Banking Trade Groups Urge SEC To Revise Crypto Accounting Rules

According to a Bloomberg report, a coalition of trade groups, including the Bank Policy Institute, the American Bankers Association, the Securities Industry and Financial Markets Association, and the Financial Services Forum, sent a letter to the SEC on Wednesday outlining their desired changes. 

The existing guidance requires public companies, including banks, to treat cryptocurrencies they hold in custody as liabilities on their corporate balance sheets. Consequently, banks must allocate assets of a similar value to comply with capital requirements and protect against potential losses.

According to Bloomberg, the trade groups have requested the SEC to consider the following key changes:

Exclude certain assets from being classified under the broad crypto umbrella. This includes traditional assets recorded or transferred using blockchain networks, such as tokenized deposits, as well as tokens underlying SEC-approved products like spot Bitcoin exchange-traded funds (ETFs).
Grant regulated lenders an exemption from the current balance sheet requirement while maintaining the disclosure of crypto activities in financial statements.

The trade groups argued that if regulated banking organizations are unable to provide digital asset-safeguarding services at scale, it would negatively impact investors, customers, and the broader financial system. 

However, the SEC has defended its accounting guidance, citing the “unique risks” and uncertainties posed by cryptocurrencies compared to other assets held by banks. 

Limiting Custody Expansion?

The specific guidance in question, known as Staff Accounting Bulletin No. 121, has faced criticism from banks since its publication in 2022. 

Lenders argue that the bulletin limits their ability to expand digital asset services for customers due to the associated high costs.

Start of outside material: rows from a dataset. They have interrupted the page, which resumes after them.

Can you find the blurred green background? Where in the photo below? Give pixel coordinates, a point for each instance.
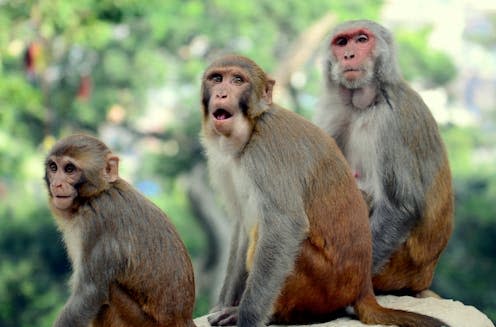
(129, 72)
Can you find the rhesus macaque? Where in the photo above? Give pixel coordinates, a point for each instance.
(129, 266)
(392, 143)
(302, 246)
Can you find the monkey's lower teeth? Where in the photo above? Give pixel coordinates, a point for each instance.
(221, 114)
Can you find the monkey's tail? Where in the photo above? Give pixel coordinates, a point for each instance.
(370, 312)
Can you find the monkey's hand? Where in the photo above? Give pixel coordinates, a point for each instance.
(226, 316)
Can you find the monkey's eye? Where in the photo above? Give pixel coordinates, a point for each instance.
(238, 80)
(341, 41)
(70, 168)
(52, 166)
(362, 38)
(216, 78)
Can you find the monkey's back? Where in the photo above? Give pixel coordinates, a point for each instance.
(416, 259)
(337, 250)
(155, 267)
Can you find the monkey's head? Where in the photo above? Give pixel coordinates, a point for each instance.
(361, 52)
(235, 91)
(78, 167)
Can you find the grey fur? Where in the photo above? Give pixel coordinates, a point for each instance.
(393, 144)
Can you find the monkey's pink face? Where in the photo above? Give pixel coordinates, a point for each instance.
(353, 50)
(62, 174)
(229, 96)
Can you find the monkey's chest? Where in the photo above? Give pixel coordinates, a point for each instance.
(73, 242)
(362, 153)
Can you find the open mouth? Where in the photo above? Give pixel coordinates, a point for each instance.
(221, 114)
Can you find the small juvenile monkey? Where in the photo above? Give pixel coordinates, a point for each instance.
(302, 245)
(129, 266)
(392, 143)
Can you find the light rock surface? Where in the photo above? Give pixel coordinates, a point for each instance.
(454, 313)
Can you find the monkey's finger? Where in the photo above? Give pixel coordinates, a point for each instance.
(225, 317)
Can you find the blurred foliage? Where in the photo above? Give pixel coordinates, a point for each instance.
(105, 67)
(432, 68)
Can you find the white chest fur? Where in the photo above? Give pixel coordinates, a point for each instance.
(362, 152)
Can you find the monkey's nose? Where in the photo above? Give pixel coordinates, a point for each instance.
(348, 56)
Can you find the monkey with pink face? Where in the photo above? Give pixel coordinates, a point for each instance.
(301, 247)
(393, 145)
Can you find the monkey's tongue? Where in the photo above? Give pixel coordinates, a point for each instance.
(222, 114)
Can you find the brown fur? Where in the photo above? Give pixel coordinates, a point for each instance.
(303, 221)
(393, 145)
(130, 266)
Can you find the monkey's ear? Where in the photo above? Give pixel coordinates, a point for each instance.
(111, 173)
(267, 92)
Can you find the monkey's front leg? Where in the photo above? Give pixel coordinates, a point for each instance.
(83, 305)
(235, 277)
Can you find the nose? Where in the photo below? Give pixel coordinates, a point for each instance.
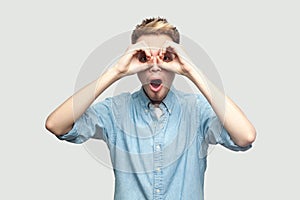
(154, 65)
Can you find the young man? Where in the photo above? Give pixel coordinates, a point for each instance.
(158, 136)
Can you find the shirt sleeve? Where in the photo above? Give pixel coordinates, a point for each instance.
(212, 128)
(90, 124)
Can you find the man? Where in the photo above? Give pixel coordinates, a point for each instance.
(158, 136)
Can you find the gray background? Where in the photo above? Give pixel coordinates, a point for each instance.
(254, 45)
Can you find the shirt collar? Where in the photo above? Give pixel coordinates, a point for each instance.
(168, 101)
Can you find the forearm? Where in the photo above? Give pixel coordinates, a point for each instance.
(236, 123)
(61, 120)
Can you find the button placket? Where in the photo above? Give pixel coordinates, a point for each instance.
(158, 158)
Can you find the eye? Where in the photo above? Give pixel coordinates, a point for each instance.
(141, 56)
(168, 57)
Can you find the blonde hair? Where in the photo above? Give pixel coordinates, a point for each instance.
(155, 26)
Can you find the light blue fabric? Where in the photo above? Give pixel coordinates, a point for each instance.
(155, 158)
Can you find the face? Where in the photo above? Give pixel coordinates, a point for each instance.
(156, 81)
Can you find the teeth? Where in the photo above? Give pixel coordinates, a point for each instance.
(156, 81)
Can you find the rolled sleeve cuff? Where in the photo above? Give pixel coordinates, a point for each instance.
(72, 135)
(228, 143)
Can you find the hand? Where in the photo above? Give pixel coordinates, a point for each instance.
(173, 58)
(134, 59)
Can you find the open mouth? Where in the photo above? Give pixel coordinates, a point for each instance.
(156, 85)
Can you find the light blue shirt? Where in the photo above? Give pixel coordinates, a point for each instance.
(155, 157)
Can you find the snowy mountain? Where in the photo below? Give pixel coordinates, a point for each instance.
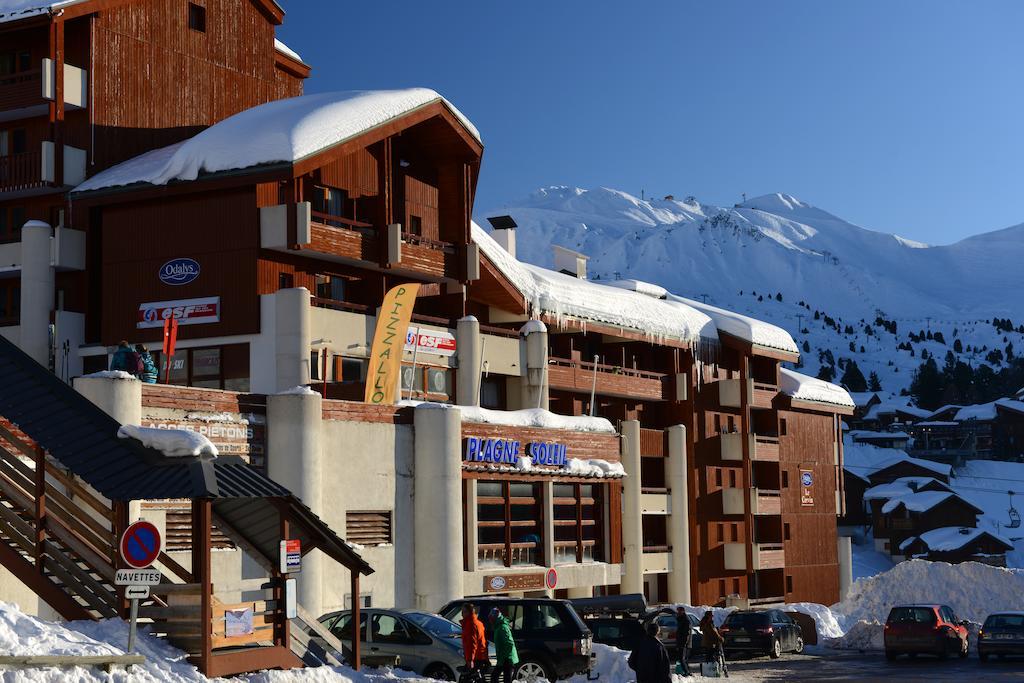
(741, 257)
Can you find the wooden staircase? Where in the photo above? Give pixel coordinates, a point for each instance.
(58, 539)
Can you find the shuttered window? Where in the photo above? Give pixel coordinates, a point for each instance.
(369, 528)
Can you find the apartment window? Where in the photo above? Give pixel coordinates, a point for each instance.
(197, 17)
(369, 528)
(578, 523)
(415, 225)
(508, 523)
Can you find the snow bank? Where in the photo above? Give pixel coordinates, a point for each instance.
(171, 442)
(804, 387)
(282, 131)
(111, 375)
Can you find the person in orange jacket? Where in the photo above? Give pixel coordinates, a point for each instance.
(474, 642)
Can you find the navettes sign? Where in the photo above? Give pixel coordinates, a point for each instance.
(507, 452)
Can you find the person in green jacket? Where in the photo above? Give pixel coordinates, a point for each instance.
(508, 657)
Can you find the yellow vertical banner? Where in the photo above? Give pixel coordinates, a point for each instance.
(389, 342)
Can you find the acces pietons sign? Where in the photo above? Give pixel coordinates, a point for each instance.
(179, 271)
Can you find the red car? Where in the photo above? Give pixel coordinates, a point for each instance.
(916, 630)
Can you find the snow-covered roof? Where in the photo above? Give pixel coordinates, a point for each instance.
(285, 49)
(888, 408)
(281, 131)
(805, 387)
(562, 297)
(948, 539)
(757, 332)
(12, 10)
(922, 501)
(861, 398)
(945, 470)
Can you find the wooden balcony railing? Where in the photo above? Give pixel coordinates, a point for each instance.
(765, 447)
(22, 171)
(578, 376)
(20, 90)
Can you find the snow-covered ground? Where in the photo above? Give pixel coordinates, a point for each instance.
(740, 257)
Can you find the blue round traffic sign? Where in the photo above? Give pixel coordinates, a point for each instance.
(140, 545)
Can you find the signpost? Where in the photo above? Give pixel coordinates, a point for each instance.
(140, 545)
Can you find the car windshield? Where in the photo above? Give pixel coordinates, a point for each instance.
(747, 619)
(1010, 622)
(911, 615)
(435, 625)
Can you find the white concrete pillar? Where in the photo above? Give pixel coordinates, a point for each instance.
(632, 516)
(437, 506)
(468, 343)
(679, 529)
(295, 447)
(37, 291)
(292, 337)
(534, 361)
(845, 548)
(122, 399)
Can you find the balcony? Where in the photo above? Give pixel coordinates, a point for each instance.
(20, 95)
(656, 559)
(766, 502)
(579, 377)
(769, 555)
(765, 449)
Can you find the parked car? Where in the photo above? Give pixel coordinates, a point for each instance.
(768, 632)
(1001, 635)
(552, 640)
(916, 630)
(425, 643)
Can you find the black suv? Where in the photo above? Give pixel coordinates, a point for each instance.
(768, 632)
(552, 641)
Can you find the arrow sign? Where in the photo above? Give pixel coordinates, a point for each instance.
(140, 545)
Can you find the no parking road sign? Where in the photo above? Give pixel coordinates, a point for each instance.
(140, 545)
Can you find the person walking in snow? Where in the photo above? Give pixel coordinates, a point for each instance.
(649, 658)
(508, 656)
(683, 640)
(147, 369)
(474, 642)
(125, 358)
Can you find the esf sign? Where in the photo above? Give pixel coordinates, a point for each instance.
(179, 271)
(508, 452)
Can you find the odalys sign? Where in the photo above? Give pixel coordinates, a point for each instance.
(389, 341)
(509, 451)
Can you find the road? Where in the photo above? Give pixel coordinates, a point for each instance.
(828, 666)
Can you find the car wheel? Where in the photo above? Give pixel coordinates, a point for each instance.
(530, 672)
(439, 672)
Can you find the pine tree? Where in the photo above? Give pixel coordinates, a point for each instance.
(873, 383)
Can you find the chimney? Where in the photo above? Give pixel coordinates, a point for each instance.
(570, 262)
(504, 232)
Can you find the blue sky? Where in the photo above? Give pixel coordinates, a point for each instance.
(902, 117)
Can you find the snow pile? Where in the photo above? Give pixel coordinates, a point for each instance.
(563, 297)
(804, 387)
(111, 375)
(171, 442)
(757, 332)
(281, 131)
(536, 417)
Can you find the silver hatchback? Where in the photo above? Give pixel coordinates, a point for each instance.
(425, 643)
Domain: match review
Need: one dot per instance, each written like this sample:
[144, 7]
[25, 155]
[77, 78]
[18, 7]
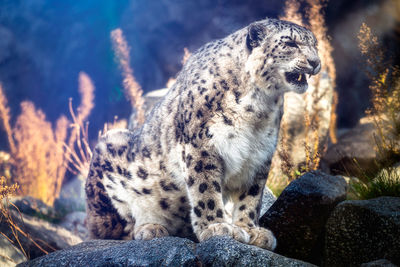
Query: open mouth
[296, 78]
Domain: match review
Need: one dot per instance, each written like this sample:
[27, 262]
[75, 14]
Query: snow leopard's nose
[315, 64]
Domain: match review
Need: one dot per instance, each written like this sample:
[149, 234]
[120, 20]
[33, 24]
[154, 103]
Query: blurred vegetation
[385, 112]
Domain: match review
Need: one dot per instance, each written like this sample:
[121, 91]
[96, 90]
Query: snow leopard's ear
[255, 34]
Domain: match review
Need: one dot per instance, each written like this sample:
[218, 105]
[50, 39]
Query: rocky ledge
[166, 251]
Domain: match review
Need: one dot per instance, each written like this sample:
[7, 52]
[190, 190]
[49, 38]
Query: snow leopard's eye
[291, 44]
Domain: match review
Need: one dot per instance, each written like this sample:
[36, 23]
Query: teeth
[299, 79]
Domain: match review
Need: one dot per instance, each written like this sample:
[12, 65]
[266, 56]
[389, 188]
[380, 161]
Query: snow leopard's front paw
[224, 229]
[261, 237]
[150, 231]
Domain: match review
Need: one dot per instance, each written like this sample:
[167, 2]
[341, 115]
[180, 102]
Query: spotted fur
[210, 140]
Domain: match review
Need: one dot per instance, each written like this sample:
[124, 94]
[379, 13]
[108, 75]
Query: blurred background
[44, 44]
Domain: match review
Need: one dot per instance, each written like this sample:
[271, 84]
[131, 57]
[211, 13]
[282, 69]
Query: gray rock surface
[75, 222]
[9, 255]
[298, 216]
[357, 143]
[361, 231]
[378, 263]
[223, 251]
[167, 251]
[170, 251]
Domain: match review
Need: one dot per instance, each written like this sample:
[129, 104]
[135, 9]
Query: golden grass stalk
[39, 156]
[186, 55]
[132, 89]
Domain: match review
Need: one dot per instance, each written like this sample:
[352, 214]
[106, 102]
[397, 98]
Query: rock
[267, 200]
[298, 216]
[9, 255]
[378, 263]
[75, 223]
[357, 143]
[49, 236]
[224, 251]
[166, 251]
[72, 196]
[360, 231]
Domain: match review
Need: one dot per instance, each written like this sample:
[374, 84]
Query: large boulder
[224, 251]
[361, 231]
[268, 199]
[298, 216]
[75, 223]
[166, 251]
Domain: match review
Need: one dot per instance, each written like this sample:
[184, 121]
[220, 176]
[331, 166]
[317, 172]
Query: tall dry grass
[77, 151]
[40, 153]
[385, 112]
[132, 88]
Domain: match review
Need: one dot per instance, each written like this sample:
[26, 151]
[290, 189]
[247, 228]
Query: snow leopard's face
[282, 53]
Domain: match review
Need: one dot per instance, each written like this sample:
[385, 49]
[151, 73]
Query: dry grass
[132, 88]
[5, 215]
[77, 151]
[39, 153]
[186, 55]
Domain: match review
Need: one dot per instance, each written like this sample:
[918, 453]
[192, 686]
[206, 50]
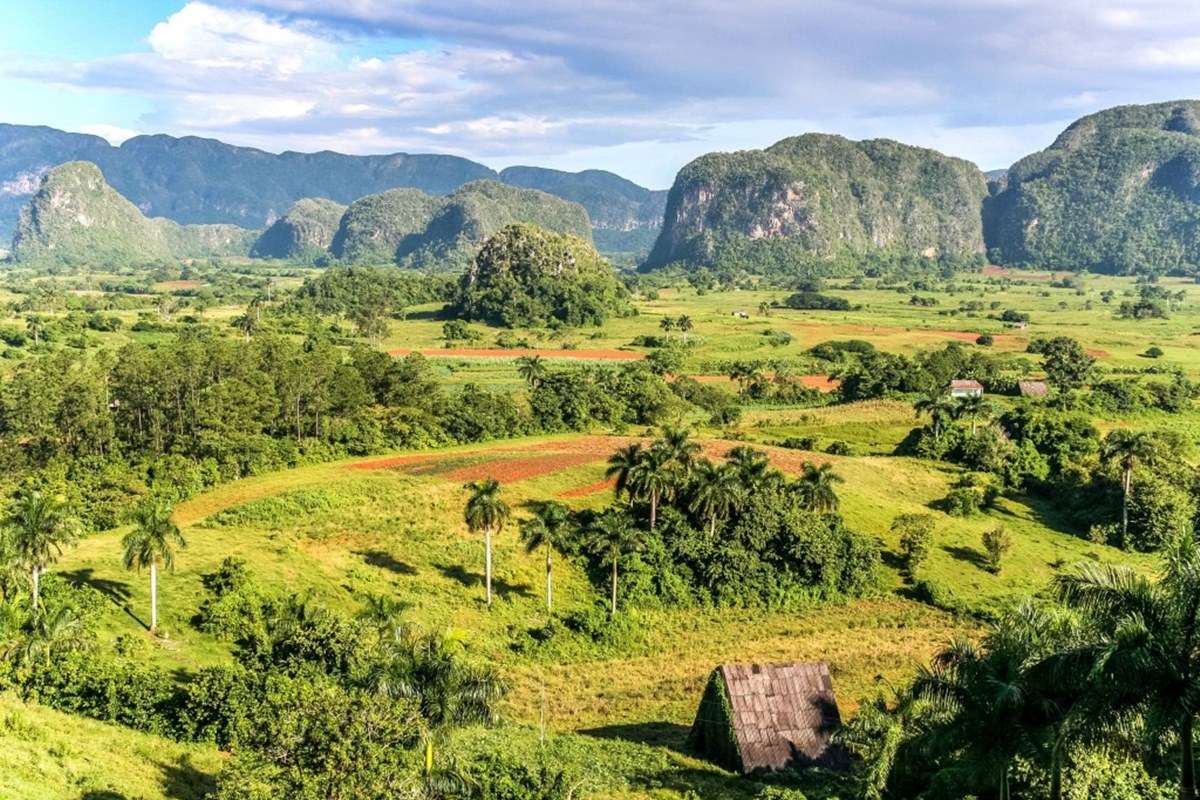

Consequently, banks missed out on providing custody services for recently approved Bitcoin exchange-traded funds, with Coinbase emerging as the preferred custodian for the majority of ETF issuers.

The trade groups also highlighted additional challenges resulting from the guidance, including a “chilling effect” on plans to utilize blockchain technology for traditional assets. While the SEC described SAB 121 as non-binding staff guidance, it acknowledged that following it enhances disclosure to investors regarding firms safeguarding crypto assets for others.

As the SEC faces mounting pressure, there have been efforts by lawmakers to repeal the guidance.  A resolution was introduced in the House Financial Services Committee, spearheaded by Representatives Mike Flood and Wiley Nickel, while Senator Cynthia Lummis sponsored identical legislation in the Senate. These measures aim to remove the SEC’s authority in making rules that impact bank custody.

The outcome remains uncertain, as the legislation’s success depends on garnering sufficient support, particularly among Democrats and within the White House. 

However, the collective efforts of trade groups, lawmakers, and industry stakeholders could potentially lead to regulatory changes that alleviate the burden on banks holding digital assets, facilitating their participation in the evolving cryptocurrency landscape.

Furthermore, the recent endeavors undertaken by US institutions exemplify a growing interest and eagerness to adopt and invest in cryptocurrencies, particularly Bitcoin. 

This heightened institutional involvement has significantly contributed to the swift success of Bitcoin spot ETFs, which gained regulatory approval merely a month ago.